With all this in place, we can run aspire deploy
in the app and observe that our static site is deployed to Azure Storage and accessible through Azure Front Door.
Key Takeaways
As mentioned earlier, the content in this post is fresh off the presses and is subject to change, but some of the evergreen takeaways are:
-
Leverage the AppHost for everything: With Aspire, you want to do as much as possible using code that runs in the AppHost. Even when CDKs are not available for Azure resources, we can create lightweight wrappers that allow us to take advantage of them elsewhere in the Aspire ecosystem.
-
Understand deployment callbacks: The
DeployingCallbackAnnotation
carries special meaning and allows us to describe our custom deployment pipeline. These callbacks are executed in order of appearance in the app model. Only oneDeployingCallbackAnnotation
per resource is respected - if you add multiple, the last one wins. -
Embrace ConfigureInfrastructure: This API is your gateway to customizing the underlying Azure infrastructure beyond what the default integrations provide.
-
Publish vs Deploy: At the moment, publish and deploy are distinct commands that are not connected. This is actually a fairly recent change in the dev builds of Aspire. Prior to this, calling
aspire deploy
would implicitly also callaspire publish
.
What’s Next
There are a couple of points I didn’t get into deeply in this blog post. One of them is the ActivityReporter
that you’ll see referenced in the GitHub repo - it’s how progress about the deployment is communicated from the AppHost to the CLI when the aspire deploy
command is called. That API is quite interesting and will likely evolve in the future. It’s definitely worth a blog post of its own, as it provides a clean way to give users real-time feedback during long-running deployment operations.
Another area worth exploring is how we can build upon this deployment pipeline with more features, like support for custom domains or supporting servicing static assets from our storage account without allowing public blob access.
Finally, it might be worthwhile to dig a bit more into the publish vs. deploy distinctions that exist in Aspire.
If any one of these topics seems more interesting than the other, let me know!
Finally, you can play around with the code for this blog post over at this GitHub repo.
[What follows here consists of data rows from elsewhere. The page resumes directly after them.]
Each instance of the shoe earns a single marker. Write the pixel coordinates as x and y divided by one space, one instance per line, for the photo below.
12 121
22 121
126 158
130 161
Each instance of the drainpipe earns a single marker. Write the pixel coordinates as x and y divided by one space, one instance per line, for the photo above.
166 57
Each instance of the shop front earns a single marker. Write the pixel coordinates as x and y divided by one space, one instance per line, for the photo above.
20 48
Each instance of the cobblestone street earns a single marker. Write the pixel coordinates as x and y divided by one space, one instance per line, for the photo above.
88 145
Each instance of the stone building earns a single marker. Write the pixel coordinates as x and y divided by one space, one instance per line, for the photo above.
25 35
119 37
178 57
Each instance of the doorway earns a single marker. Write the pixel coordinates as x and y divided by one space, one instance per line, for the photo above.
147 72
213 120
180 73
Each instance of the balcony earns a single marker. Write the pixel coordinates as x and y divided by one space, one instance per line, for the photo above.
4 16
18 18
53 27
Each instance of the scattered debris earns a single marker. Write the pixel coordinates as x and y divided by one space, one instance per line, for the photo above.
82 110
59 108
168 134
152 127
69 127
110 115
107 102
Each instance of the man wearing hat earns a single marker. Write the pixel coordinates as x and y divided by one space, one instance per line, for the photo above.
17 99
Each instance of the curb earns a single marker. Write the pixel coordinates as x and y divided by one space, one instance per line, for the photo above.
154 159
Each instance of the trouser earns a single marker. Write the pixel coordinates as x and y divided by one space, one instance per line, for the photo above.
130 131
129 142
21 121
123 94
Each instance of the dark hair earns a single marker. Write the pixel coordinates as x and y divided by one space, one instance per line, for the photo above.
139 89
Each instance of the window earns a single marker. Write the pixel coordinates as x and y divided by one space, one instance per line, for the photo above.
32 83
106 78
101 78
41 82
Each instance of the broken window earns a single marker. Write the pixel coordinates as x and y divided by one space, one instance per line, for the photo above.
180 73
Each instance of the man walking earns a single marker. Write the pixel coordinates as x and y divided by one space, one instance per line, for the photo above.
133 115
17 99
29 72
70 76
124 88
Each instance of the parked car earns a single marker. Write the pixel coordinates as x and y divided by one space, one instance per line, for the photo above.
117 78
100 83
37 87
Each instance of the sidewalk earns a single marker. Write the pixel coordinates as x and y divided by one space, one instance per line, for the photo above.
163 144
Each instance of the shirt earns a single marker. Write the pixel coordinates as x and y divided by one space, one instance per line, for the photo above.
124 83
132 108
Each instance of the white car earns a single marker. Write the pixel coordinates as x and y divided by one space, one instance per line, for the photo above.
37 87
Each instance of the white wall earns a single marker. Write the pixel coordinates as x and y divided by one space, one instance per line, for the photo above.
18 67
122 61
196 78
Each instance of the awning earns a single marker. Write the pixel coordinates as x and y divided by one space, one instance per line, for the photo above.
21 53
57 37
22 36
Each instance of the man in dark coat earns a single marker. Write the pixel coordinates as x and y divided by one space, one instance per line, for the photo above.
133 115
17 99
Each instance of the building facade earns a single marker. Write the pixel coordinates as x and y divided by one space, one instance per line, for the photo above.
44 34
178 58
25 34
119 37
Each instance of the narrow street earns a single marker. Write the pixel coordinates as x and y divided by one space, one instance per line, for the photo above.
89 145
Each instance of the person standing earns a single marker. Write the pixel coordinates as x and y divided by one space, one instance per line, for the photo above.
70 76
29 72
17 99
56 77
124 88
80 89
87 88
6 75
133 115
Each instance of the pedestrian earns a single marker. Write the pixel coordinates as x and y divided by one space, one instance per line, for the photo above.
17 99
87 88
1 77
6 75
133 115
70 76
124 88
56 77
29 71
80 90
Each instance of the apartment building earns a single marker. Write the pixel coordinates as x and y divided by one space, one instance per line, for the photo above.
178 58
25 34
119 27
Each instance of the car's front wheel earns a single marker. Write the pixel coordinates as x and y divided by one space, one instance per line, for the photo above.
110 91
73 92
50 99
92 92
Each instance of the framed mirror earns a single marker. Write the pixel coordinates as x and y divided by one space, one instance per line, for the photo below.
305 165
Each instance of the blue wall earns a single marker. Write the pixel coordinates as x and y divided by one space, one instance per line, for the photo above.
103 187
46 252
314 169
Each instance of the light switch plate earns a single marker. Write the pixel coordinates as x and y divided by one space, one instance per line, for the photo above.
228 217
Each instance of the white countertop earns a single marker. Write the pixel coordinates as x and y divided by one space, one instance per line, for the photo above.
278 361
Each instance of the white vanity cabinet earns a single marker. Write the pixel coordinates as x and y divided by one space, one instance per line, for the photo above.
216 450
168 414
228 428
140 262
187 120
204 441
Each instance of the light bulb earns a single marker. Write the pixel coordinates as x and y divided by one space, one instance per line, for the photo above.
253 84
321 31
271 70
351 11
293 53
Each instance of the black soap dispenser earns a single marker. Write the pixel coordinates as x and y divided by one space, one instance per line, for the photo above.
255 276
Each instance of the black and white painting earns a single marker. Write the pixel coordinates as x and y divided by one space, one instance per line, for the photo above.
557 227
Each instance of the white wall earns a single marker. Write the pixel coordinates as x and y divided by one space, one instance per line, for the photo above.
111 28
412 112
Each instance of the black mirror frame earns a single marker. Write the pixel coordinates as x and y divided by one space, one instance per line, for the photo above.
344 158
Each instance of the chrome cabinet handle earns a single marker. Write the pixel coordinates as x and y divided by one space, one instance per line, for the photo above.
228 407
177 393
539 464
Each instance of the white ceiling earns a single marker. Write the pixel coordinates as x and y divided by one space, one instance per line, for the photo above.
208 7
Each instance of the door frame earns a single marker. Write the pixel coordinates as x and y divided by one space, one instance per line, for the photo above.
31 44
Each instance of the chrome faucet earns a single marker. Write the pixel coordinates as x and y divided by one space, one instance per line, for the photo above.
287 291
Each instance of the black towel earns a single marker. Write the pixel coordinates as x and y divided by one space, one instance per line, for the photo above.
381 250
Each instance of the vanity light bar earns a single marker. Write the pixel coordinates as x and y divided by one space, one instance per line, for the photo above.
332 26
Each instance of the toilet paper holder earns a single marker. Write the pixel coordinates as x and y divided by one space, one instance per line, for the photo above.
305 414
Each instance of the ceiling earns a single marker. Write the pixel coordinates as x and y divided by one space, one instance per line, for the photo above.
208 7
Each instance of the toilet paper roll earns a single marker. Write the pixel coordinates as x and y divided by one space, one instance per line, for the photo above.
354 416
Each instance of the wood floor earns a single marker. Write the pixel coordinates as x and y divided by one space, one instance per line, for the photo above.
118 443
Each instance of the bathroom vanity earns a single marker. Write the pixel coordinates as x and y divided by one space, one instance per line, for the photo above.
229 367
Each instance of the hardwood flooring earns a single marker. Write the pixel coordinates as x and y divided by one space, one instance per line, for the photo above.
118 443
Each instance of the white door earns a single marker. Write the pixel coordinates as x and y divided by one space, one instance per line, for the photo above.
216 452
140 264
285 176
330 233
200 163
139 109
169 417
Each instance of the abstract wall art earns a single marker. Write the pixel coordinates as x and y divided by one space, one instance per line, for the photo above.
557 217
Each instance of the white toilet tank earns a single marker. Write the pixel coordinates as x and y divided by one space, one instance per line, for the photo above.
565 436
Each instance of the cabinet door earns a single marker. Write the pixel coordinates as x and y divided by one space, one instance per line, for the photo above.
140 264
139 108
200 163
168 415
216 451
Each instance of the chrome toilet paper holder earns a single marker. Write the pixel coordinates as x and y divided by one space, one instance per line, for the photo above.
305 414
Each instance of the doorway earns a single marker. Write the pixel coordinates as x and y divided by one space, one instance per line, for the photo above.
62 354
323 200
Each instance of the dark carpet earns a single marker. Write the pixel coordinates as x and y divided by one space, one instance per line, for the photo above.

The combination of Aspire’s orchestration capabilities with Azure’s infrastructure-as-code approach creates a powerful deployment story that bridges the gap between local development and cloud production environments. As these abstractions continue to mature, I expect we’ll see even more sophisticated deployment scenarios become as simple as adding a few lines of code to your AppHost.